Scontato che il regista newyorkese partiva con un cast da serie b almeno rispetto a quello dei concorrenti (di Coppola abbiamo detto mentre Herzog schierava, oltre a Kinski e Adjani, un superbo Bruno Ganz), c’è anche da aggiungere che a parte una brava Lily-Rose Depp e il sempre efficace Willem Dafoe nella parte del saggio scienziato, tutto il resto della compagnia ha lavorato al minimo sindacale. Compreso (ma forse non è neanche colpa sua) lo stesso Bill Skarsgård a cui non viene mai concesso la possibilità di dar corpo al personaggio di Orlok/Nosferatu perché quasi sempre ripreso come una maschera orrida in primo piano o di sguincio (basta ricordare cosa fosse riuscito a rendere scenicamente Kinski con la sua corporeità e le sue unghie).
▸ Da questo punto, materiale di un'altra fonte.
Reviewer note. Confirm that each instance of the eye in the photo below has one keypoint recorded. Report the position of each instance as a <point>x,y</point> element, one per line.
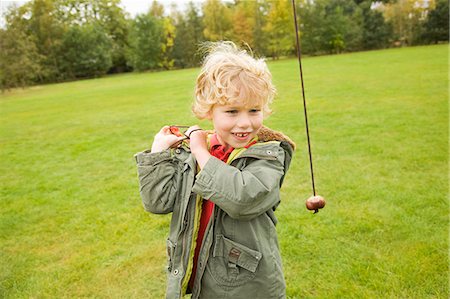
<point>231,111</point>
Consiglio finale per l’acquisto di un biglietto? Do per scontato che i cinefili, se non altro per curiosità, lo andranno a vedere e mi auguro caldamente che non si annoieranno a morte come è accaduto al sottoscritto. Di sicuro si può, forse anzi si deve apprezzare l’impianto visivo per la fotografia desaturata di Jarin Blaschke, certo non nuova ma comunque pregevole; detto ciò, poco altro mi viene in mente, di certo né una musica d’accompagnamento insopportabilmente convenzionale (altro che quella dei Popol Vuh di Herzog) né il finale inconcludente. E soprattutto l’assoluta mancanza di poesia. Non escludo, invece, che chi non conosca o abbia dimenticato i film di riferimento precedenti, possa godere questo Nosferatu come un horror mainstream in costume, ma ne dubito, anche perché il ritmo o il montaggio non è quello di opere del genere. In definitiva, quindi, si potrebbe concludere con un “né carne né pesce” ma si possono leggere, come si accennava, pareri diametralmente opposti a quanto qui ho scritto io, con parecchia delusione e irritazione nell’animo.
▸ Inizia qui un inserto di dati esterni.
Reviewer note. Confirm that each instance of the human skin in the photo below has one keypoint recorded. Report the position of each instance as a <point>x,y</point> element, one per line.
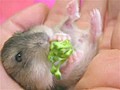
<point>103,72</point>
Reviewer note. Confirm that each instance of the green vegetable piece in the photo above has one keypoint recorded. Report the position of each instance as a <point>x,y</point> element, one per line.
<point>58,74</point>
<point>59,53</point>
In sala dal 1 gennaio 2025
Nosferatu – Regia e sceneggiatura: Robert Eggers; fotografia: Jarin Blaschke; montaggio: Louise Ford; effetti speciali: Pavel Sagner, Angela Barson; musica: Robin Carolan; scenografia: Craig Lathrop; interpreti: Lily-Rose Depp, Bill Skarsgård, Aaron Taylor-Johnson, Nicholas Hoult, Willem Dafoe, Ralph Ineson, Emma Corrin, Simon McBurney, Paul A Maynard, Stacy Thunes; produzione: Jeff Robinov, John Graham, Robert Eggers, Chris Columbus, Eleanor Columbus per Studio 8, Maiden Voyage Pictures, Birch Hill Road Entertainment; origine: Usa, 2024; durata: 132 minuti; Distribuzione: Universal Pictures.